Sequence Models

Beginner

What makes a problem sequential

A problem becomes sequential when the order of items matters, not just the items themselves. In language, the same words can mean different things depending on position, local context, and what came before.

Order matters: "dog bites man" and "man bites dog" contain the same words but different meaning.
Context matters: the word "bank" means something different in "river bank" versus "bank loan".
Length varies: text inputs are usually not fixed-size vectors, so models must handle short and long sequences.

Input sequence:   x1   x2   x3   ...   xn
Meaning depends on both token identity and position.

The model must decide:
- what information to keep
- what information to ignore
- how each position affects the output

Common sequence task types

Not all sequence models produce the same kind of output. A useful way to think about them is by how inputs and outputs align.

Task type	Input	Output	Example
Sequence classification	Whole sequence	One label	Sentiment analysis
Sequence labeling	One sequence	One label per token	Named-entity recognition, POS tagging
Language modeling	Prefix or context	Next token or missing token	Autocomplete, masked-word prediction
Sequence generation	Input sequence or prompt	New sequence	Summarization, translation, dialogue

tokens = ["the", "cat", "sat"]
for i, token in enumerate(tokens):
    print(i, token)

task_views = {
    "sequence_classification": "one label for all tokens",
    "sequence_labeling": "one label per token",
    "next_token_prediction": "predict what comes next"
}

print(task_views)

Why sequence modeling is harder than simple classification

In ordinary tabular prediction, each feature is usually treated as a fixed field. In sequence problems, the model must build a representation on the fly while reading the data. That means it has to balance local clues and longer context at the same time.

Nearby words often carry syntax and short-range meaning.
Distant words may determine topic, reference, or agreement.
Padding, truncation, and very long inputs can distort what the model sees.

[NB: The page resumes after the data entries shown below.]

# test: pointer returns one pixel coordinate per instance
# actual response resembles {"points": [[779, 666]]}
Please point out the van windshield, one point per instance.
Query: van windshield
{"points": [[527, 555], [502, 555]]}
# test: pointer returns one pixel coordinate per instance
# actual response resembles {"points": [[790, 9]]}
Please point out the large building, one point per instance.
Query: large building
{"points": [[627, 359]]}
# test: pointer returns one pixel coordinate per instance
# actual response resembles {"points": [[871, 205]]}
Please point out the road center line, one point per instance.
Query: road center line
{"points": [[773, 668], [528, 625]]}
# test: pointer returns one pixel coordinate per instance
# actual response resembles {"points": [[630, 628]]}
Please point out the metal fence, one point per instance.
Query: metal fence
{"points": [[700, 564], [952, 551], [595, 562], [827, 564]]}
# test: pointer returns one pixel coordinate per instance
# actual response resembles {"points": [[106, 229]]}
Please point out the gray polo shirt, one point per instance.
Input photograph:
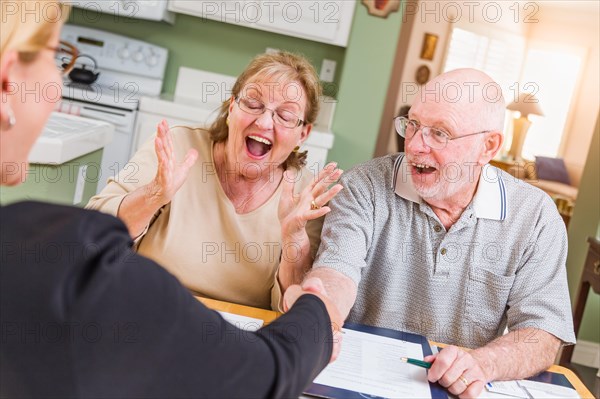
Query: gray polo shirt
{"points": [[502, 264]]}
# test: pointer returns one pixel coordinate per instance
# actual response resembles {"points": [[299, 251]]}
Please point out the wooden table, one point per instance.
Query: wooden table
{"points": [[268, 316]]}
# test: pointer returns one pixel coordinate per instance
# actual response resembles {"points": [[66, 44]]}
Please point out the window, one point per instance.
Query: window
{"points": [[554, 74], [495, 52]]}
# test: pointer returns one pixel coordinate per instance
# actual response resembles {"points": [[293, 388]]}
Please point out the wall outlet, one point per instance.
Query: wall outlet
{"points": [[80, 185], [327, 70]]}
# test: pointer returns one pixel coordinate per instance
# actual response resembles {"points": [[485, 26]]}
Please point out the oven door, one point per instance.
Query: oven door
{"points": [[116, 153]]}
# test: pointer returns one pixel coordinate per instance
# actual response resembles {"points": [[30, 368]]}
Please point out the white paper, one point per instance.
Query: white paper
{"points": [[243, 322], [545, 390], [527, 389], [370, 364]]}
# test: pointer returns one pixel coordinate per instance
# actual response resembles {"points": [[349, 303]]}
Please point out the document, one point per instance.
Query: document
{"points": [[242, 322], [370, 364], [527, 389]]}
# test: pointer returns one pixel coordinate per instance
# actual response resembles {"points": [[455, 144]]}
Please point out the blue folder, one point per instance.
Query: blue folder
{"points": [[324, 391]]}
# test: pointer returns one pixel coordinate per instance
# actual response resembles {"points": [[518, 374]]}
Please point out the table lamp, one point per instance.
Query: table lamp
{"points": [[526, 104]]}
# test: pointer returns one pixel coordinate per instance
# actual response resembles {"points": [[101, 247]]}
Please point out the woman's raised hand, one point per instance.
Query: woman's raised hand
{"points": [[295, 211], [170, 174]]}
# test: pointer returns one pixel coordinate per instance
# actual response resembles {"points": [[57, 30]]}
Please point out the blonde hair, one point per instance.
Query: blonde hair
{"points": [[27, 26], [283, 67]]}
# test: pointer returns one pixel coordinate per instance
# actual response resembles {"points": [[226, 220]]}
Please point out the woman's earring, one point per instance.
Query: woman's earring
{"points": [[11, 118]]}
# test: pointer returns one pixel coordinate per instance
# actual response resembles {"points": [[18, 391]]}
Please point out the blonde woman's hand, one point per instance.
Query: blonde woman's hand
{"points": [[170, 174], [296, 210], [314, 286]]}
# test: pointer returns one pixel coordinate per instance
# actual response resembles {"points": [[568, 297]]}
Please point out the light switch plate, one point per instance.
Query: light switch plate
{"points": [[327, 70]]}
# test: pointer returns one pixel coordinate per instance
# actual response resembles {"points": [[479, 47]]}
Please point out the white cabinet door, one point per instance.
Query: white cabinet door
{"points": [[326, 21], [146, 124]]}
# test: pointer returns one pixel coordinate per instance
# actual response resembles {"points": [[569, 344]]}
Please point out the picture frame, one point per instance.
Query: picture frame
{"points": [[429, 44], [381, 8]]}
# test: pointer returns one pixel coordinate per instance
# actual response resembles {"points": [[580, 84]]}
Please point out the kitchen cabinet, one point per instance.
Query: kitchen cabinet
{"points": [[321, 21]]}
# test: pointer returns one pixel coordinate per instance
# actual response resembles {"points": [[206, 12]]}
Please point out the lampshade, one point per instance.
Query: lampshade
{"points": [[526, 104]]}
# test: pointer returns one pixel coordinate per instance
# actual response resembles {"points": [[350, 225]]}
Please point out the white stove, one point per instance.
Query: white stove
{"points": [[128, 69]]}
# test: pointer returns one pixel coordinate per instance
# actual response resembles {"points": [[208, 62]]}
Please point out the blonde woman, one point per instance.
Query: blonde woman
{"points": [[84, 316]]}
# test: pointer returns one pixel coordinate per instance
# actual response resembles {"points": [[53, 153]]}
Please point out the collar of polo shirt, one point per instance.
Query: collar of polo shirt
{"points": [[489, 201]]}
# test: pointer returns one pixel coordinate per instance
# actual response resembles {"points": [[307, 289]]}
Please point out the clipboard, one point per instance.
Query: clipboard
{"points": [[324, 391]]}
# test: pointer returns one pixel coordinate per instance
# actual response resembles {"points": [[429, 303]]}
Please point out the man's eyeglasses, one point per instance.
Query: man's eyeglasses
{"points": [[434, 138], [65, 54], [281, 117]]}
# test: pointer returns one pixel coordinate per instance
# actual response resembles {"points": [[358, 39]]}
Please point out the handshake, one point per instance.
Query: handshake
{"points": [[314, 286]]}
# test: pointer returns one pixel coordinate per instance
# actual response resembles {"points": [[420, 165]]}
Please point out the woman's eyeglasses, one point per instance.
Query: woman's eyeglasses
{"points": [[65, 54], [281, 117]]}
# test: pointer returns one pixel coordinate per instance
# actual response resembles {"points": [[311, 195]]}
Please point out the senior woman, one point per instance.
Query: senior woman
{"points": [[240, 205], [81, 314]]}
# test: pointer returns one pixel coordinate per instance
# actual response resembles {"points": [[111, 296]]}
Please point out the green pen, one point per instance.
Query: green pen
{"points": [[416, 362]]}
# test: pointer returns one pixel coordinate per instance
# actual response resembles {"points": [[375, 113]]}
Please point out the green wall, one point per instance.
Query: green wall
{"points": [[362, 74], [363, 88], [584, 224], [210, 45]]}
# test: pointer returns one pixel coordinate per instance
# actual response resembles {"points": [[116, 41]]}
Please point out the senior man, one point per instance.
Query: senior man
{"points": [[436, 241]]}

Real-world example: sentiment classification may depend on a late negation, while sequence labeling may depend on a named entity introduced several tokens earlier.

Advanced

Formal view of a sequence model

Let an input sequence be $x_1, x_2, ..., x_n$. A sequence model learns a function that maps that ordered input to outputs such as a single label, a token-aligned label sequence, token probabilities, or a generated target sequence. The main question is not just what to predict, but which parts of the context each prediction should depend on.

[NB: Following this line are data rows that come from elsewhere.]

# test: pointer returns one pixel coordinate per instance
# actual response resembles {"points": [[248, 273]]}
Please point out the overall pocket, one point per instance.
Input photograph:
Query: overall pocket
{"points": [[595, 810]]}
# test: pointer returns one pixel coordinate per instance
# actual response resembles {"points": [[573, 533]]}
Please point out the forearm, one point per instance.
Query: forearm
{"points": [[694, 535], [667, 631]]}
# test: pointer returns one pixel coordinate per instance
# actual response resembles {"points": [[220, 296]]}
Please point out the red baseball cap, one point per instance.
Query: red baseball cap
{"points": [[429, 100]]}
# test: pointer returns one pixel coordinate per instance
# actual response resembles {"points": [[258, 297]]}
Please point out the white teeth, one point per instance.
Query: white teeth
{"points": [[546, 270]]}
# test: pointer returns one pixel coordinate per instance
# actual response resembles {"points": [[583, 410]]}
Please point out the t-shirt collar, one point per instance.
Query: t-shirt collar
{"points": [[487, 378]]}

Causal dependence: predict position $t$ using only earlier positions.
Bidirectional dependence: predict using both left and right context.
Aligned output: output length matches input length.
Unaligned output: input and output lengths differ or output is generated step by step.

Input:   x1  x2  x3  x4  ...  xn
Output:  y   or  y1 y2 y3 y4 ... yn   or   y1 y2 ... ym

The design choice is the dependency pattern:
- one label for the whole input
- one label per input position
- one output sequence conditioned on the input sequence

Key design axes

Most sequence-model families differ along a small set of design questions. Thinking in these dimensions helps you compare models without jumping too quickly into architecture details.

Design axis	Main question	Why it matters
Context direction	Can the model use only past tokens, or both past and future tokens?	Determines suitability for generation versus understanding tasks
State representation	How is earlier information summarized or preserved?	Affects long-range memory and compression quality
Alignment	Does each input position map to one output position?	Separates labeling tasks from generation tasks
Decoding strategy	Are outputs predicted all at once or sequentially?	Changes latency, error propagation, and search complexity

Training objectives and evaluation framing

Sequence models are often trained with token-level or sequence-level objectives. The right objective depends on the task formulation.

Classification: optimize one label for the full sequence.
Labeling: optimize one prediction per position, often with masking for padding tokens.
Language modeling: optimize token prediction under conditional probability.
Generation: optimize target tokens conditioned on source context and previously generated tokens.

def next_token_probability(history):
    return f"P(next | {' '.join(history)})"

def sequence_label_probability(tokens, labels):
    return f"P({labels} | {tokens})"

print(next_token_probability(["the", "cat"]))
print(sequence_label_probability(["John", "works", "there"], ["B-PER", "O", "O"]))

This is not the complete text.